Eliza Grace was born on March 15, 2006, at 26 weeks, 4 days, weighing 1 pound 4 ounces and measuring just 11.5 inches long. She is the light of my soul and this is the story of our life in the big city.

Wednesday, May 11, 2011

It's Not Just a Word.

I know some people get annoyed with me when I asked them to not use the word "retard" or "retarded." In the early years when Eliza barely spoke and would bang her head on the floor seemingly endlessly or exhibited some other non-typical behavior, I heard the word from adults and children alike (I assume the children learned it from their loving parents). When I heard the word I wanted to quite literally, beat the person senseless, but that's not really productive. now is it?

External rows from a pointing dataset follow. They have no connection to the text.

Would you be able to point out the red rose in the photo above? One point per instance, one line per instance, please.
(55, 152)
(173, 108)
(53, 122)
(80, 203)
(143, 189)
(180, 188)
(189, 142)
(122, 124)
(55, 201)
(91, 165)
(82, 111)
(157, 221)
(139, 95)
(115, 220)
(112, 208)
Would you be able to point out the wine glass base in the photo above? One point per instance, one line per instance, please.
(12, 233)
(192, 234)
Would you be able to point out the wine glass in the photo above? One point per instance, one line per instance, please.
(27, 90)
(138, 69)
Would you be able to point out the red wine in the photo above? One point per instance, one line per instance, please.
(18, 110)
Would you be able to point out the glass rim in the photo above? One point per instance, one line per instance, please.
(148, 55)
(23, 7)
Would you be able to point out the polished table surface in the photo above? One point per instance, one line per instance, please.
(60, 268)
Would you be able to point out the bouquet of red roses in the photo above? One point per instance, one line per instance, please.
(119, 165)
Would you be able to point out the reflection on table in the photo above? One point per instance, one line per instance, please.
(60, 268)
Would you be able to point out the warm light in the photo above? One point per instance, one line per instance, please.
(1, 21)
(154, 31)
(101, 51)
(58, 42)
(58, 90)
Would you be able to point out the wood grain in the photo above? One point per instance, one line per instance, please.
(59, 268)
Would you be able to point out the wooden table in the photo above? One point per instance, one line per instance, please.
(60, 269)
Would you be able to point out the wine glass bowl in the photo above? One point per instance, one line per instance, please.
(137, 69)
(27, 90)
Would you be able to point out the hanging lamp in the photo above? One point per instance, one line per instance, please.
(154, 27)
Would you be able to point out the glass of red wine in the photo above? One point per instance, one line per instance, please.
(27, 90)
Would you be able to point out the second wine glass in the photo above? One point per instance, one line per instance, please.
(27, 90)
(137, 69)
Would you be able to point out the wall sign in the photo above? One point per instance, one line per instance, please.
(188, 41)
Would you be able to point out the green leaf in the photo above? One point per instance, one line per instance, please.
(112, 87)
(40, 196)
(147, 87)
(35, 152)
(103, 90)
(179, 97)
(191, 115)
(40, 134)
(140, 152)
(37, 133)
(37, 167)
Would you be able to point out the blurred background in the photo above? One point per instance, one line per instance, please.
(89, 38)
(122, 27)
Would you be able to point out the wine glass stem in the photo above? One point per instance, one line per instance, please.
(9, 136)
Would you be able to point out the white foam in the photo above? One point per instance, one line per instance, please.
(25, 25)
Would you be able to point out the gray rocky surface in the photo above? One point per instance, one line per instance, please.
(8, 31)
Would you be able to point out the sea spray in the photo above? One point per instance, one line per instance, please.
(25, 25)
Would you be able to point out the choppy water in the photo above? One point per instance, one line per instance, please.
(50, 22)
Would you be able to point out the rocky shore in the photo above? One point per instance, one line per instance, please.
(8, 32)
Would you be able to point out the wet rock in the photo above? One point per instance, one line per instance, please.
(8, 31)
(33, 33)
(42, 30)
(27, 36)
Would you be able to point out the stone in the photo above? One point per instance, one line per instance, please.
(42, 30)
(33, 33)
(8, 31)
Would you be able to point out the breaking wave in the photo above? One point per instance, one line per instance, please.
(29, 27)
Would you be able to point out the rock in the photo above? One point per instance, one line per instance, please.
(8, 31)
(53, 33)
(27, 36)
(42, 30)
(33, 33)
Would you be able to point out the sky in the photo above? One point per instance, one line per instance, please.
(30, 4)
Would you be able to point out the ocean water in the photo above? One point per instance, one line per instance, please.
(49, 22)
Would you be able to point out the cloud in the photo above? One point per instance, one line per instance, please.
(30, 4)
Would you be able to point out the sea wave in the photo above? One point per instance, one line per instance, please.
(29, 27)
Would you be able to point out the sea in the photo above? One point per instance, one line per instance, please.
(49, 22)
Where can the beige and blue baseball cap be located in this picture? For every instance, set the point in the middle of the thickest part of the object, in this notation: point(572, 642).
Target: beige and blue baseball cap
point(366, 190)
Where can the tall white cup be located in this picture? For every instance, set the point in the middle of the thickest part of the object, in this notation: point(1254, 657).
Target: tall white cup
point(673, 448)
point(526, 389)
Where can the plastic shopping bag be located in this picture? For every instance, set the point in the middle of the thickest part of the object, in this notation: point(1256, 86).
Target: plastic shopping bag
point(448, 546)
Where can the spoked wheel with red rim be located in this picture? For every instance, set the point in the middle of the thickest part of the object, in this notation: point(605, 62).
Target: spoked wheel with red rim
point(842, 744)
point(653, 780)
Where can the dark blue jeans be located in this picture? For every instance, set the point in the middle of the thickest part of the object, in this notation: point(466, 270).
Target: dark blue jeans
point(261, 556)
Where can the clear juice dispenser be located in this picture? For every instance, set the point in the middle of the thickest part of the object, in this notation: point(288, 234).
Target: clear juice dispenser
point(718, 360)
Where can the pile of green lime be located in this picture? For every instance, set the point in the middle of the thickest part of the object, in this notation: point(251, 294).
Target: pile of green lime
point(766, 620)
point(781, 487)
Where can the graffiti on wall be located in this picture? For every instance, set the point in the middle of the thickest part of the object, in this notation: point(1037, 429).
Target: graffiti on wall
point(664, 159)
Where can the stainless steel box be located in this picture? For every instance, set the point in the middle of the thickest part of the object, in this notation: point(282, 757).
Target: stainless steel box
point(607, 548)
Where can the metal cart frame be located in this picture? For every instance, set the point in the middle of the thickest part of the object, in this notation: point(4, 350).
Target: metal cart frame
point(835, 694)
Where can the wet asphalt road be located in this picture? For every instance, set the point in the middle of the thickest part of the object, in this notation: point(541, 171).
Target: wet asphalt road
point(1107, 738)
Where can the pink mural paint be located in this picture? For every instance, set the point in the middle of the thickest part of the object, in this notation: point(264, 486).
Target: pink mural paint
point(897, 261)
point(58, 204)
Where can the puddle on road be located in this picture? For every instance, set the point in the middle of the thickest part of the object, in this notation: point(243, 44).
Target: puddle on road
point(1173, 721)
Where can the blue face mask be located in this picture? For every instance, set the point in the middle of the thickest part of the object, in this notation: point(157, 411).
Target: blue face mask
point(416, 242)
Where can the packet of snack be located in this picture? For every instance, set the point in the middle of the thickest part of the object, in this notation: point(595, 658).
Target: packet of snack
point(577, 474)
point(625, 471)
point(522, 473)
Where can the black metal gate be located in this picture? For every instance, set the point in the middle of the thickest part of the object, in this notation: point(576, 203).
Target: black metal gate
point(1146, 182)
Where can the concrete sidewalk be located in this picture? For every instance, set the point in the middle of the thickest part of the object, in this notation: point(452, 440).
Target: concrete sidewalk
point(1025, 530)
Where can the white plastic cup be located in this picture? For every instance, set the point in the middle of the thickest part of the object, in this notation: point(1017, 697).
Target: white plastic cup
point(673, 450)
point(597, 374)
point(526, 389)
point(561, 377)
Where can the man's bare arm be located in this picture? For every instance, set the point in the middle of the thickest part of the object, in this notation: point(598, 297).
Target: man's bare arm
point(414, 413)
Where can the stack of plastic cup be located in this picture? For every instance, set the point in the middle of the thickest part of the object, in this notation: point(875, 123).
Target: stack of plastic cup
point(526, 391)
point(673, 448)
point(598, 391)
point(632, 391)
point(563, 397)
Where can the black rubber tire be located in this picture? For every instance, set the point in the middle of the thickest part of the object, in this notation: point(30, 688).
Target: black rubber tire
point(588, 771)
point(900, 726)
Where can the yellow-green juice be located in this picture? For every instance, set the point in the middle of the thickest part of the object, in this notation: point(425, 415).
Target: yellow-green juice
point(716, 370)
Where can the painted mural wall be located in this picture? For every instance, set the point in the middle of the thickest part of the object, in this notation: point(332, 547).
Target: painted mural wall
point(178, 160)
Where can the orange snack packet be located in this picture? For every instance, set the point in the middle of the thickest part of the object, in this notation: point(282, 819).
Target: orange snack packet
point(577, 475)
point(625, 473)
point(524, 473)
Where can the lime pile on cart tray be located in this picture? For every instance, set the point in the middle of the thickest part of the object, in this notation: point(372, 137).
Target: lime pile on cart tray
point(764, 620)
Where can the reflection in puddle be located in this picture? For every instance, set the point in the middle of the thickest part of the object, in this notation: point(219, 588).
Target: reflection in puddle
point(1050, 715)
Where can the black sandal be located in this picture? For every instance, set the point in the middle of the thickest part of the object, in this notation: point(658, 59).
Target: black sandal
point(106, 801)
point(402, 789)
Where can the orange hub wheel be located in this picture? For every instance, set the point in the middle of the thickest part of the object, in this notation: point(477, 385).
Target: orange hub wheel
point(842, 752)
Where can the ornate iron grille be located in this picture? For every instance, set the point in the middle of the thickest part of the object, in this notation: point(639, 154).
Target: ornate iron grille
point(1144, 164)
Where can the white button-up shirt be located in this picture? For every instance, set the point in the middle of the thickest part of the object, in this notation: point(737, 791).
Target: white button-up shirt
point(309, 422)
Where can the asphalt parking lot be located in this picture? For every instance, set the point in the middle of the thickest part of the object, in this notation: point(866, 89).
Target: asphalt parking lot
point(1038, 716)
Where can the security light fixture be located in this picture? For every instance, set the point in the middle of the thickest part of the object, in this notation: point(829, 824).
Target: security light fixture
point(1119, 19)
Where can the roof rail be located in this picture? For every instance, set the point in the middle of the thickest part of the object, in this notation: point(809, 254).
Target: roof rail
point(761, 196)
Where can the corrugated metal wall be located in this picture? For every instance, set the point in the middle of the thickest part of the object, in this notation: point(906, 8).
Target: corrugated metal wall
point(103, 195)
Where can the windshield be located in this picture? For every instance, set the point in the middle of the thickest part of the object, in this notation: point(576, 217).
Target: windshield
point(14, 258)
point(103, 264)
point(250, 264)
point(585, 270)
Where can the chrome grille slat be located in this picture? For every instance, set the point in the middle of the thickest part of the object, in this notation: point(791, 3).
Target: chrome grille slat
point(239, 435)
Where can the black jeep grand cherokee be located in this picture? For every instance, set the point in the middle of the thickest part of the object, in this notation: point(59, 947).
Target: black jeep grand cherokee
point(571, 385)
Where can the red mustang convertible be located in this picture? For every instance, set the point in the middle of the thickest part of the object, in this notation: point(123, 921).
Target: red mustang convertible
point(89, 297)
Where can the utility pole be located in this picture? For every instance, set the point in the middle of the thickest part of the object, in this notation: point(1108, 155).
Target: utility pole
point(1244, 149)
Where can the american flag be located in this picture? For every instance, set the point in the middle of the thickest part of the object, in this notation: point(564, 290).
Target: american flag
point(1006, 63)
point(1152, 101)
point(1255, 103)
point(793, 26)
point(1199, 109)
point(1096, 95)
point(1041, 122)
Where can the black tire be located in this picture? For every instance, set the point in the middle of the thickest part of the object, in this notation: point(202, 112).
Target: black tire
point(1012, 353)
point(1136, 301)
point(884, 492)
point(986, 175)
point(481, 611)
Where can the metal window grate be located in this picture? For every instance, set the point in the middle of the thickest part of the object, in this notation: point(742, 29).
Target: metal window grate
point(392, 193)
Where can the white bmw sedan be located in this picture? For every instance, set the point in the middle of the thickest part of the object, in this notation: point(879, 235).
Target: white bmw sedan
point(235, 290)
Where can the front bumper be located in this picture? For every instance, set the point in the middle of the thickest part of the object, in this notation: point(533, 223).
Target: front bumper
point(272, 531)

Robert Rummel-Hudson has blogged on why we should refrain from using this word as a derogatory term and the effect that using this word has on parents of special needs children and the children themselves. You can read his views on his blog.

Now do you get it?


Barb said...

I hate that this message still isn't out there, that kids in our schools say retard and faggot and "you're gay" on a daily basis as if it is okay. They do not see the bigger picture, and it is our job as adults to teach them that this is not okay, that there are human beings behind those labels. Loved the blog post you linked to. Thanks for sending us there. It will help me as I continue to talk to young people about these very things.

Life with Kaishon said...

I am not a fan of the word at all! Your daughter is adorable.

Laraf123 said...

Nope, it's not just a word. Some of the children I work with on a daily basis do not have IQs in the average range. They are not retarded. They have cognitive disabilities and need accommodations to make learning accessible just like someone who is blind has a disability and needs books in braille so they can learn. As far as I'm concerned, the "r" word has no place in our schools or our communities.

artfulwhimsies said...

Hi Anne~ as a Mother to a precious daughter with Down Syndrome, I also despise that word. We try to teach acceptance by example.

Antony said...

Words are powerful. We just did an interview with Patch Adams (you may want to listen to it). One quote of his when talking about the hospital that he ran for years was they never labelled anyone. "They met people where they were." Compassion requires that. People are all born with gifts. Our differences make for the rich tapestry of life.